“Buy now pay later” is phrase that has sent young people into a fast fashion frenzy.
Millennials no longer pay for clothes with money – they “Klarna” it. Since announcing its 20-million-dollar partnership with H&M in 2017, Klarna has partnered with Love Island stars, athletes and influencers, taking online shopping by storm over the past year.
As JD states, the Swedish app is for people who “wanna cop some new gear but can’t wait until pay day”. The app allows users to ‘try before they buy’ allowing shoppers 14-30 days to pay for their online order.
This means if users wish to buy a large amount of clothes, they can try them on, send back what they don’t like and pay for what they keep. Removing one of the biggest obstacles that comes with online shopping- waiting for returns to be credited.
Students have been under the impression that they can sit back and relax and will be notified when the payment is due.
Lydia Alton, 22, self-taught baker admits she doesn’t let herself use the app anymore because she is continuously late with payments, “They make it out to be super chill, ‘don’t worry, just pay later’”.
The app promotes itself for its no interest fees or late charges. Approval for the app depends on a ‘soft’ credit check. According to Klarna, it is open about the fact that non-payment will affect a customer’s credit score. But what about late payment?
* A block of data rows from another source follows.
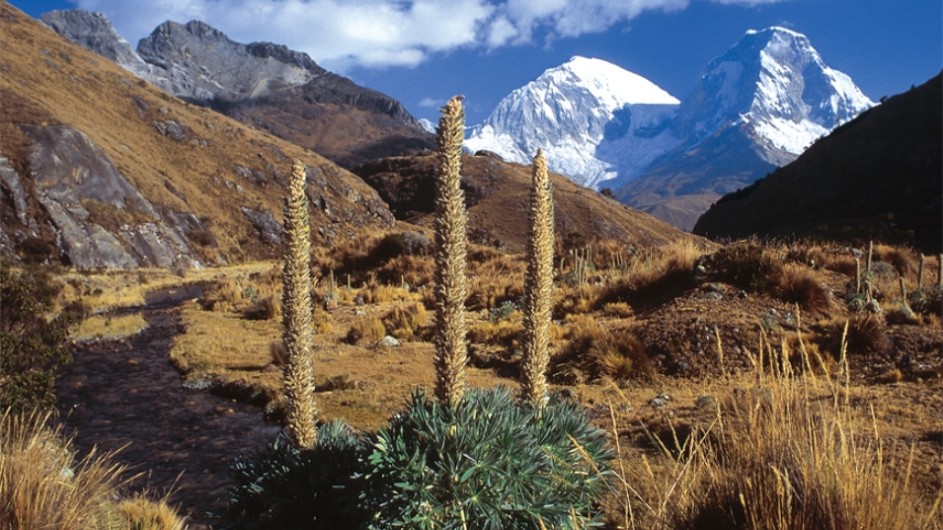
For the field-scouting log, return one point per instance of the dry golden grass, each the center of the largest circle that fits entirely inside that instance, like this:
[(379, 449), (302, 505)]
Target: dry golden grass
[(145, 514), (799, 284), (114, 289), (366, 331), (43, 486), (662, 273), (406, 321), (109, 328)]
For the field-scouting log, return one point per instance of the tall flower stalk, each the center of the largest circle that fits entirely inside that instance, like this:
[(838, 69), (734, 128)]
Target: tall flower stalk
[(451, 349), (538, 286), (298, 331)]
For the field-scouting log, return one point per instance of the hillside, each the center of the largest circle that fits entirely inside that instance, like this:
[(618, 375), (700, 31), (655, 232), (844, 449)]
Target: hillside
[(103, 169), (875, 177), (262, 84), (498, 201)]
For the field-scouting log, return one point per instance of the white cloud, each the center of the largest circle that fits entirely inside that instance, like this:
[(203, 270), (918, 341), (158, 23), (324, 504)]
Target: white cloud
[(431, 103), (746, 3), (342, 34)]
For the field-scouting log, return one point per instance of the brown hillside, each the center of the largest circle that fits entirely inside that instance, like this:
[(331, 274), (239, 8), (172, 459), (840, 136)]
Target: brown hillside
[(185, 161), (876, 177), (498, 201)]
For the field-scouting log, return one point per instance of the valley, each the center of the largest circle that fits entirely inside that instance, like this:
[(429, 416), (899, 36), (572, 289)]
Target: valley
[(779, 367)]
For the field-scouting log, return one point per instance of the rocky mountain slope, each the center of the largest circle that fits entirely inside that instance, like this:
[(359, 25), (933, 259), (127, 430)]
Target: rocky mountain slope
[(756, 107), (497, 194), (877, 176), (262, 84), (100, 169), (571, 110)]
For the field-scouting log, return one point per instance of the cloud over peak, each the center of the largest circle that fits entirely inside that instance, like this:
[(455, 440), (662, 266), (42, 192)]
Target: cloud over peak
[(343, 34)]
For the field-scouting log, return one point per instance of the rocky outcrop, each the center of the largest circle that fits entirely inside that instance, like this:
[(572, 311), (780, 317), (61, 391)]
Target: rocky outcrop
[(101, 220), (100, 170), (95, 32)]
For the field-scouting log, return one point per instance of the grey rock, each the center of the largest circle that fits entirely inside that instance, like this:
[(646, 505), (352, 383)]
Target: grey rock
[(14, 184), (389, 341), (173, 130), (197, 61), (265, 224)]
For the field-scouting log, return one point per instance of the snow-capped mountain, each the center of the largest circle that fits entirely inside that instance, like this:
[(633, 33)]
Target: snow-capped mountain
[(775, 84), (758, 106), (269, 86), (573, 108)]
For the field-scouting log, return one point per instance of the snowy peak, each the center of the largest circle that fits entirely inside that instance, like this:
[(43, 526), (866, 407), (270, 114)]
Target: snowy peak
[(95, 32), (195, 60), (568, 111), (613, 87), (775, 82)]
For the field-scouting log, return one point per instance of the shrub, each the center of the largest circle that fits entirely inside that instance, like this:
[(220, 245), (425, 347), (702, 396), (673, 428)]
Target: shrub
[(31, 347), (748, 265), (486, 463), (283, 486), (43, 486)]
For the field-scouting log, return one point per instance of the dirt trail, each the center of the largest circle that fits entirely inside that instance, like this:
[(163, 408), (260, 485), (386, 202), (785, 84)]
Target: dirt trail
[(125, 394)]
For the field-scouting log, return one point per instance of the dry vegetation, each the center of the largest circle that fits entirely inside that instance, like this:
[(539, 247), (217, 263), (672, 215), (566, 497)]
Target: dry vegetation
[(747, 340), (42, 485), (876, 438)]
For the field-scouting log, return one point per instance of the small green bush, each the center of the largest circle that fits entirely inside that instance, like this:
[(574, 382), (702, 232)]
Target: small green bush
[(286, 487), (32, 347), (488, 463)]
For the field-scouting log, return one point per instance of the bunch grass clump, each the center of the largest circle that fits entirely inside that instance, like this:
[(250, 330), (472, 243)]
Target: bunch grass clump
[(42, 485), (794, 451)]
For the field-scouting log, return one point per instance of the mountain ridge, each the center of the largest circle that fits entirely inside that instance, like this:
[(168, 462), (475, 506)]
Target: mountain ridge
[(101, 169), (877, 176)]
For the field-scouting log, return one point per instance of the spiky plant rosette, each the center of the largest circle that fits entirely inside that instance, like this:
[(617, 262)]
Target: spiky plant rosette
[(283, 486), (488, 462)]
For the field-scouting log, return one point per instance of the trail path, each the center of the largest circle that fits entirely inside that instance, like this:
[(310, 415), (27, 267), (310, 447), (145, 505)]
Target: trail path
[(124, 394)]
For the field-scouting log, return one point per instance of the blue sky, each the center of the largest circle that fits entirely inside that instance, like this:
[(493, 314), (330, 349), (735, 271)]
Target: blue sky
[(421, 52)]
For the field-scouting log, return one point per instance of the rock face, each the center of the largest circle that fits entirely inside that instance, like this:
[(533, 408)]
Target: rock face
[(98, 169), (877, 176), (100, 219), (265, 85), (758, 106), (95, 32)]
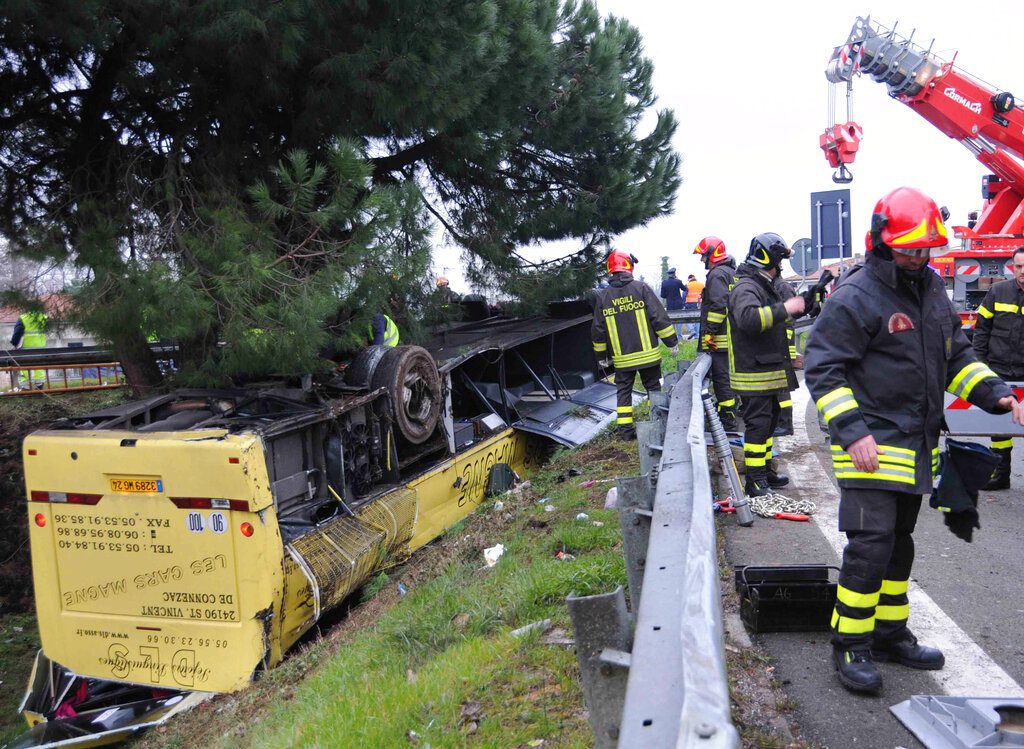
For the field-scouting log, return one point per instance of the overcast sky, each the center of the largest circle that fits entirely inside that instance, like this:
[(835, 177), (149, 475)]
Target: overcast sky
[(747, 83)]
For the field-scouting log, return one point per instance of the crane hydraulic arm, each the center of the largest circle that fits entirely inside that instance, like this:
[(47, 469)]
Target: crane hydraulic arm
[(986, 121)]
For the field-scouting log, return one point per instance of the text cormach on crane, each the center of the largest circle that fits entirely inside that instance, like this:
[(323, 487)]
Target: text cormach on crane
[(985, 120)]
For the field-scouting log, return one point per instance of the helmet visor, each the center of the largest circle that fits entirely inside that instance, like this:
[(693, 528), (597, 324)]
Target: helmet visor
[(924, 251)]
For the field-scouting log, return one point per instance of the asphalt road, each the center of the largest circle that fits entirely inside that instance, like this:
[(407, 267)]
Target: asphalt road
[(979, 586)]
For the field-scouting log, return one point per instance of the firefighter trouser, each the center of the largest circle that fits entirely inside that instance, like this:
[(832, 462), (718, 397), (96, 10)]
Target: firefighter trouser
[(651, 378), (785, 411), (871, 600), (760, 419), (724, 396)]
Out of the 21 people I asked who use the app, over half were oblivious that paying late will have an impact on their credit score.
Naomi Owens, 21, student said “I have been late with a payment before, I forgot about it and didn’t know it could affect my credit score until I did a credit check and saw it was really low, I haven’t used the app since”.
Eleanor Thomas, 22, student said: “They didn’t send me any reminders- they should make it more clear.”
Anna, 21, graduate, shared: “I wasn’t aware it could affect my credit score and I have been late with payments in the past, I’m worried now.”